A study in the African Journal of Business Management, which surveyed over 270 employees and managers across the telecom sector, showed that transformational leadership had a significant effect on employee engagement. In order to build employee engagement it’s important to practice transformational leadership. One way to practice transformational leadership is to have a compelling vision that goes beyond maximizing profit. This vision should be depicted by the senior leaders and be visible whenever employees are likely to see it.
Corporate culture is another necessary element for fostering employee engagement. Companies like Apple and Google are recognized worldwide for their products and their culture, which values innovation, creativity, and teamwork. These companies spend a great deal of resources hiring new employees to ensure that they fit with the corporate culture. To increase work engagement via corporate culture, its important to take stock of the current culture in the organization and actively seek candidates that depict a strong fit with those values.
When employees feel like they have a voice, not only are employees more engaged, but also are more dedicated to the company and less likely to leave. A study by Daniel Spencer, a leading researcher in the field of employee absenteeism, found a positive relationship between the degree of voice an employee felt he/she had and retention rates. Given the costs associated with hiring and training and training employees due to turnover can be $75 Million dollars for the midsized company, an employer can go a long way by giving voice to employees. One way this can be achieved is by actively seeking employees’ feedback on various standard procedures and making changes based on that feedback.When a change is made, posters, website content, and other media material should be displayed that gives credit to the employee for the feedback. A name and picture tied with a specific action management has taken, will go a long way in building employee engagement in an organization.

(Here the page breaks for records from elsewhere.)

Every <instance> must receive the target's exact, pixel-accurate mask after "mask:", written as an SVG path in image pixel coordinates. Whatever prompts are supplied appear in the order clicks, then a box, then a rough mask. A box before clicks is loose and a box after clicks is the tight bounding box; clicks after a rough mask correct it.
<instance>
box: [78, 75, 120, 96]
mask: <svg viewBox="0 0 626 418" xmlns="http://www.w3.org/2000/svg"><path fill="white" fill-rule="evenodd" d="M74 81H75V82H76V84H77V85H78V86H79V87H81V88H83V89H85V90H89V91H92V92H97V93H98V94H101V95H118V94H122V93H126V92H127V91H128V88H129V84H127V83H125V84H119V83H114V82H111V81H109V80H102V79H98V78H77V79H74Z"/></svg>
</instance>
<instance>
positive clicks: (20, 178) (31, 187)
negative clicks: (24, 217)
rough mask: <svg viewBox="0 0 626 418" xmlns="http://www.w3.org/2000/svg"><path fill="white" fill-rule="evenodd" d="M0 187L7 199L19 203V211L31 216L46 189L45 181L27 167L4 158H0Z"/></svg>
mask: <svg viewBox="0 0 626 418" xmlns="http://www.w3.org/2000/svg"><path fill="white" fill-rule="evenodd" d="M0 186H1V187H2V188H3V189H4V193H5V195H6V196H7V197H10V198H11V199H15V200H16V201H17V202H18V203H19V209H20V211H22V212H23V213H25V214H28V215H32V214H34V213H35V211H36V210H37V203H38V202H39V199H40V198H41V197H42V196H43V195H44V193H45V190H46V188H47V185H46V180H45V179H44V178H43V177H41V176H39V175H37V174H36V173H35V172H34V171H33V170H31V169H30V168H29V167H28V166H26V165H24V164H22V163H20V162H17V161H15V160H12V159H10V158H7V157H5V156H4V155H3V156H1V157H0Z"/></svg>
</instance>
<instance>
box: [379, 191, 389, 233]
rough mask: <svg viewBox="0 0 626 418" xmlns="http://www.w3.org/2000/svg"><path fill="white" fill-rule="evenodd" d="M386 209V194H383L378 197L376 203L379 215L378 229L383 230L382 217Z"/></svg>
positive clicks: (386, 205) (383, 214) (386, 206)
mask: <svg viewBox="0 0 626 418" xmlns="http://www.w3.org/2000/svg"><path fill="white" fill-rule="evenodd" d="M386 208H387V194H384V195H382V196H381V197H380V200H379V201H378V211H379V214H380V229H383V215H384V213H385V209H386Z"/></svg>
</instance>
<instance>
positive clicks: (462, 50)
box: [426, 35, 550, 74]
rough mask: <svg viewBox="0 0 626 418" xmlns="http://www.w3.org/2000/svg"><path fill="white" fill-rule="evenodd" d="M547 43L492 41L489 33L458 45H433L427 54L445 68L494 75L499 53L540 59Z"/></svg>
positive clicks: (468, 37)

The last element an organization needs to build employee engagement is integrity. If an employee feels that the organization does what it says, he/she is more likely to reciprocate by engaging deeper with the tasks at hand. Research from the Ethics Research Center shows that one of the best ways to build integrity is through decomposing the existing organizational schemas. The most effective way of building integrity, then can be through communicating stories through various intracompany media of employees who have stood for the values of the company the company upholds.
As it turns out, employee engagement is more than a buzzword and can drive a competitive advantage for almost any organization. Through leadership, culture, voice, and integrity, an organization can implement small changes that may result in surprising improvements in employee engagement.